Another feature of many of these groups' alarms is direct extrapolation of data from high-dose animal tests to predict disease risk in humans. The assumption is that any chemical, food, or product that causes harm to animals in high-dose testing situations must also harm humans, even if the typical human exposure is orders of magnitude less than those used in the animal tests.
While animal testing is certainly a valid and necessary means of examining the possibility that a chemical might be harmful to humans, a finding of harm in such tests does not automatically mean that humans exposed at much lower doses will also be harmed. More information, such as typical or expected toxicity and actual human exposure, must also be factored into any assessment of risk. Further, the possibility that any chemical or compound is harmful to humans is strengthened if it is found to be harmful to more than one species of experimental animal. Thus, finding that a compound is toxic or carcinogenic at high dose to laboratory rats, but not to mice or rabbits, would weaken the argument that humans might be affected (for more information on animal testing, see the ACSH publications "Of Mice and Mandates" and America's War on "Carcinogens").
Yet, such scientific facts are only rarely mentioned, and then as caveats at the end of a story.
Reporting about health risks isn't easy. It involves an understanding of the complexities of risk assessment, an ability to distinguish between scientific and pseudoscientific information, the capacity to evaluate and digest complicated material, and the communication skills to portray the risk in the proper context. Simplistic or contradictory messages can leave readers confused and wary; they "tune out"--and you lose your audience.
Some journalists would rather just report on the scare, without asking the hard questions, simply because it makes for good television, as the Today show's producers have concluded.
Many reporters make a living reporting about these scares. Some, like ABC's John Stossel, have seen the light and now shine a light on the groups with whom they were once compliant. But for the most part, it's all about giving the consumers of TV news, the viewers, what they want.
As the Times review of morning shows suggested, parents of babies and young children often are the group most concerned about potential health risks stemming from foods or environmental exposures. These are the women that hang around to watch that fourth hour of Today.
Who can blame a mother who is upset by a report that the baby formula she's feeding her baby is contaminated with a scary sounding chemical, such as BPA, as they did today on CNN. Yet the facts about BPA would make it clear that no worry, or in fact, no news story, is needed.

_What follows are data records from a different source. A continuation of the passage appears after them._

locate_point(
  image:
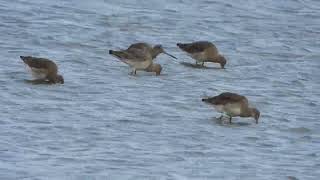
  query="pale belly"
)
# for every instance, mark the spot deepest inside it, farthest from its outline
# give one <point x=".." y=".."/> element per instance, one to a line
<point x="219" y="108"/>
<point x="37" y="73"/>
<point x="232" y="109"/>
<point x="200" y="57"/>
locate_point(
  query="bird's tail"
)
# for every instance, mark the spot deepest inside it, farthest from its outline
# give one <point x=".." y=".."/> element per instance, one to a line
<point x="182" y="46"/>
<point x="119" y="54"/>
<point x="23" y="58"/>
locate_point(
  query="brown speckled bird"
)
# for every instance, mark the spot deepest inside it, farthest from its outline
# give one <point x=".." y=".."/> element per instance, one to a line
<point x="43" y="70"/>
<point x="233" y="105"/>
<point x="203" y="51"/>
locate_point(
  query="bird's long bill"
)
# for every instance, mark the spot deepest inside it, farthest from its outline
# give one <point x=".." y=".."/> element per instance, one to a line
<point x="170" y="55"/>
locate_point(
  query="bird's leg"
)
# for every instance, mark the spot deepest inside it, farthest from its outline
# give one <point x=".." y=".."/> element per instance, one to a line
<point x="230" y="119"/>
<point x="133" y="72"/>
<point x="220" y="118"/>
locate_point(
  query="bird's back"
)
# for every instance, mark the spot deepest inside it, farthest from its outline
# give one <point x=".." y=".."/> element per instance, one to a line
<point x="227" y="98"/>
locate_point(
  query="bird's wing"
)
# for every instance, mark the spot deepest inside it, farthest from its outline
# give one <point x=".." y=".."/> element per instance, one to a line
<point x="227" y="98"/>
<point x="196" y="47"/>
<point x="140" y="46"/>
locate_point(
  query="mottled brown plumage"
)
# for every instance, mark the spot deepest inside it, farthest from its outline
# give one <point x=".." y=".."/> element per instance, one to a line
<point x="43" y="69"/>
<point x="203" y="51"/>
<point x="233" y="105"/>
<point x="137" y="59"/>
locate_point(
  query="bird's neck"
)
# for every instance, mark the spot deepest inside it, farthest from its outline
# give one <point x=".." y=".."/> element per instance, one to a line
<point x="155" y="53"/>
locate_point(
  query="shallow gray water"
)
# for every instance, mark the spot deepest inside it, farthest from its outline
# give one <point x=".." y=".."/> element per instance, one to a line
<point x="104" y="124"/>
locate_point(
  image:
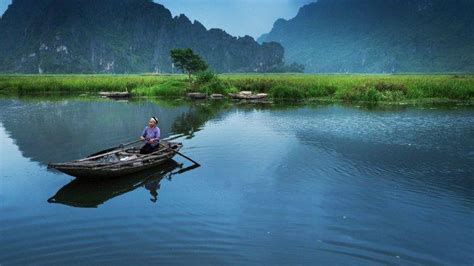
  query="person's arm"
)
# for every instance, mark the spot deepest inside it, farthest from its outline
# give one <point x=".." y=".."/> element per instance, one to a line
<point x="156" y="139"/>
<point x="142" y="137"/>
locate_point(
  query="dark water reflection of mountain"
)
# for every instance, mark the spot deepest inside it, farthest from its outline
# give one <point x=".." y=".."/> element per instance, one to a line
<point x="58" y="131"/>
<point x="90" y="194"/>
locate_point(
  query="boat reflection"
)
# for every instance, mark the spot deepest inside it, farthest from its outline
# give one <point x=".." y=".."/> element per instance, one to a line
<point x="85" y="193"/>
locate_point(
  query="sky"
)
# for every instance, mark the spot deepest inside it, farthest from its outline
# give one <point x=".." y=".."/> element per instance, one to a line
<point x="237" y="17"/>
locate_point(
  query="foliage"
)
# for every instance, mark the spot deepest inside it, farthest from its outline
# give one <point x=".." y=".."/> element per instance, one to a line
<point x="204" y="77"/>
<point x="187" y="61"/>
<point x="352" y="88"/>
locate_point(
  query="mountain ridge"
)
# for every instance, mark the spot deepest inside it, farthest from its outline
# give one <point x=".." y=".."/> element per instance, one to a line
<point x="374" y="36"/>
<point x="125" y="36"/>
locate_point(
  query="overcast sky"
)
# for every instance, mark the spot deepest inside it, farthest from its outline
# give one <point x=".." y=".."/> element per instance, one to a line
<point x="237" y="17"/>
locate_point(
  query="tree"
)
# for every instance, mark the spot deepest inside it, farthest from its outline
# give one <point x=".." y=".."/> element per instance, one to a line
<point x="187" y="61"/>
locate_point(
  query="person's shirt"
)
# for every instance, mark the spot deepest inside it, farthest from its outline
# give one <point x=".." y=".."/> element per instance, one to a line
<point x="151" y="133"/>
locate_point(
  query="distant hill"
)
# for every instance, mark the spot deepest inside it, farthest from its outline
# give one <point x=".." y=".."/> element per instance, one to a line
<point x="117" y="36"/>
<point x="380" y="36"/>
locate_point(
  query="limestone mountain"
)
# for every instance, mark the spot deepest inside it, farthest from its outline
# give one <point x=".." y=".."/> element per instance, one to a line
<point x="379" y="36"/>
<point x="118" y="36"/>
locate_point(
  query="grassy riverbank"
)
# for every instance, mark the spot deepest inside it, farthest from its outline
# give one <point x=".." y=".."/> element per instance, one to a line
<point x="369" y="88"/>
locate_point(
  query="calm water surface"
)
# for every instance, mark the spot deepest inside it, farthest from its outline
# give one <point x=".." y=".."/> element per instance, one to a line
<point x="320" y="184"/>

Parents feel it is their responsibility to educate themselves about potential threats to their children. In fact, those parental concerns are a good thing. But those same parents should be outraged to know that activist groups and opportunistic reporters play on these fears. Activists and some reporters conspire to put out self-serving scares without more than, at most, a nod to "balance," by quoting an untrustworthy "industry spokesman." This tends to add to, rather than balance, the credibility of the allegations. What are consumers to do? Unfortunately, precious little. But they could do what I've done, and vote with the remote, and not watch.